New research in Scientific Reports indicates there may be a health hazard from tattoos that has not previously been observed. It seems researchers have found high levels of metals circulating in the body and concentrating in the lymph nodes that can be traced back to tattoos. Under the research, scientists observed stained lymph nodes in two tattooed cadavers and found heightened levels of several metals, including toxic mercury in one of them. The next step is to study the actual health effects of this residual ink from tattoos.
Community bankers don't need to get tattoos to feel the potentially toxic effects of cyber issues. Malware threats present a dual concern: bankers are concerned for their own security hygiene and they are also concerned for their business customers. In fact, small- and mid-sized businesses (SMBs) experienced as much as a 500% increase in ransomware in March 2017 alone (over the previous year), according to research from Malwarebytes.
Overall, SMBs experienced 165% more malware in 1Q 2017 than they did in 1Q 2016. Total malware incidents more than doubled in that time in 40 states, according to the same study. But, the massive surge in ransomware schemes alone did not account for all the SMB security attacks. Traditional adware attacks also continued, with 33 new adware variants emerging by 1Q 2017; and new variants of old malware replaced traditional adware, as cyber-criminals upped their game. According to the FBI, about 4000 ransomware attacks occurred every day in 2016.
This is disconcerting for community banks because SMB customers are more likely than their larger counterparts to be breached. A June 2016 study from Keeper Security and Ponemon finds more than 50% of SMBs were breached in the past year.
Why SMBs? According to research from Ponemon, 58% of such businesses still do not consider cybercrime a big risk to their organization. Further, 44% do not consider strong security a priority. This is despite the fact that the cost of a data breach jumped from $3.8mm in 2015 to $4.0mm in 2016.
Another reason cybercriminals target SMBs is that about 66% globally do not even have a data security policy, according to FireEye research. Many SMBs seem to believe they cannot afford the "layered... or defense in depth security."

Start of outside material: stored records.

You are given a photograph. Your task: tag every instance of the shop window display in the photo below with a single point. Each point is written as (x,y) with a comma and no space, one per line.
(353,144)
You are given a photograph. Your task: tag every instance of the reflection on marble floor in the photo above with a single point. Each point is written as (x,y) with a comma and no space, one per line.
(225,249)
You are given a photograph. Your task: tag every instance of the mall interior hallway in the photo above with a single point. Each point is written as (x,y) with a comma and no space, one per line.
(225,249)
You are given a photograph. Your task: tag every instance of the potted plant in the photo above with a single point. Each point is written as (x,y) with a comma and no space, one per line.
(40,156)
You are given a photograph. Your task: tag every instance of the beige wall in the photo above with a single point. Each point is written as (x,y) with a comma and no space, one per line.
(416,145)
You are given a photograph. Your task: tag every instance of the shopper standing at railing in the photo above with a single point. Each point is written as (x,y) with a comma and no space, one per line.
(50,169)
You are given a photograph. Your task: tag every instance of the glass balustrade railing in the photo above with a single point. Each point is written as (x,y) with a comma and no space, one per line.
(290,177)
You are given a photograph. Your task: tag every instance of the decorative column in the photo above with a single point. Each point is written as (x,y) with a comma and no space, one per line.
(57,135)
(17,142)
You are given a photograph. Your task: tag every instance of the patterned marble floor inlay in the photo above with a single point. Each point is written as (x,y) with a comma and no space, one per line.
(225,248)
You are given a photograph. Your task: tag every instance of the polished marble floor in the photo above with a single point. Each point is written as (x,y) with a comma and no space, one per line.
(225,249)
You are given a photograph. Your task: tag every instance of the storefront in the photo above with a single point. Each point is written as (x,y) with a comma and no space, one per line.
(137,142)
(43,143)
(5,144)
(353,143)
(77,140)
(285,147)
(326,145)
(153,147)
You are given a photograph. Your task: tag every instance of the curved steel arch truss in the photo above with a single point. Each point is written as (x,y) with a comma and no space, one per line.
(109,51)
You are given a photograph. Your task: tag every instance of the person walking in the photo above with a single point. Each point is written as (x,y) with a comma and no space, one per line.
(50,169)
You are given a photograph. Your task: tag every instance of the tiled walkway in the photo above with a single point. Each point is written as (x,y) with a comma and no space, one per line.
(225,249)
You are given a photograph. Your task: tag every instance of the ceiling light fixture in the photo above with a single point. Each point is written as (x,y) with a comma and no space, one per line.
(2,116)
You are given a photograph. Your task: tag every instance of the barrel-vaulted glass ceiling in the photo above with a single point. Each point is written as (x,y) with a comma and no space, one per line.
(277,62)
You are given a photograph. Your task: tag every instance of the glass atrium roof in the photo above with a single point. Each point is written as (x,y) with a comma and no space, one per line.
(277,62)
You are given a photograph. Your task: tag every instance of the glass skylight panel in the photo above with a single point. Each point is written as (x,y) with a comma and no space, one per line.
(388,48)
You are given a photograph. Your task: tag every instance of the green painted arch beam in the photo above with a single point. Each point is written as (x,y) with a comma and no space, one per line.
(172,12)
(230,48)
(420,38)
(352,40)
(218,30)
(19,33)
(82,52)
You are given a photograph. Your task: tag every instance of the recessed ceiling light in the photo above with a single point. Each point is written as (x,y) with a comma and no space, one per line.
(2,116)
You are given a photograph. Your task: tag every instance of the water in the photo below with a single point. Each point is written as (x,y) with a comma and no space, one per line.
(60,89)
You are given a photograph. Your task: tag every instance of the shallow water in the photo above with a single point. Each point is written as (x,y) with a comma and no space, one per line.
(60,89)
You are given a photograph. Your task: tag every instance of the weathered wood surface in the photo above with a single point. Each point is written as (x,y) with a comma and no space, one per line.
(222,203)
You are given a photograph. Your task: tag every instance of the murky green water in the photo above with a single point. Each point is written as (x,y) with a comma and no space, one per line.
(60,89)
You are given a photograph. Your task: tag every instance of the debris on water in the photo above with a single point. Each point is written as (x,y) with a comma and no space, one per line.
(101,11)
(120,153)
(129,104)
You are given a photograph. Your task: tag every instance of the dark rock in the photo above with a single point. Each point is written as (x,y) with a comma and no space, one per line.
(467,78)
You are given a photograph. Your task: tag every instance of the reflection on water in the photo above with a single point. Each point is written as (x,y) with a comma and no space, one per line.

Still another issue is that the United Nations Office on Drugs and Crime finds only about 10% of cybercrimes reported to police by SMBs result in a conviction.
Knowing this, community bankers should communicate regularly with business customers on the risks of malware and other cyberattacks. A clear and high level of communication not only helps them, but also your bank.
After all, an infected customer can spread viruses quickly. A FireEye white paper on the topic finds that "advanced malware typically resides in infected systems for weeks, even months, before common security tools detect it."
Maybe your grandparents were right when they told you an ounce of prevention is worth a pound of cure. Stay cyber-healthy out there and watch out for sharp needles along the way.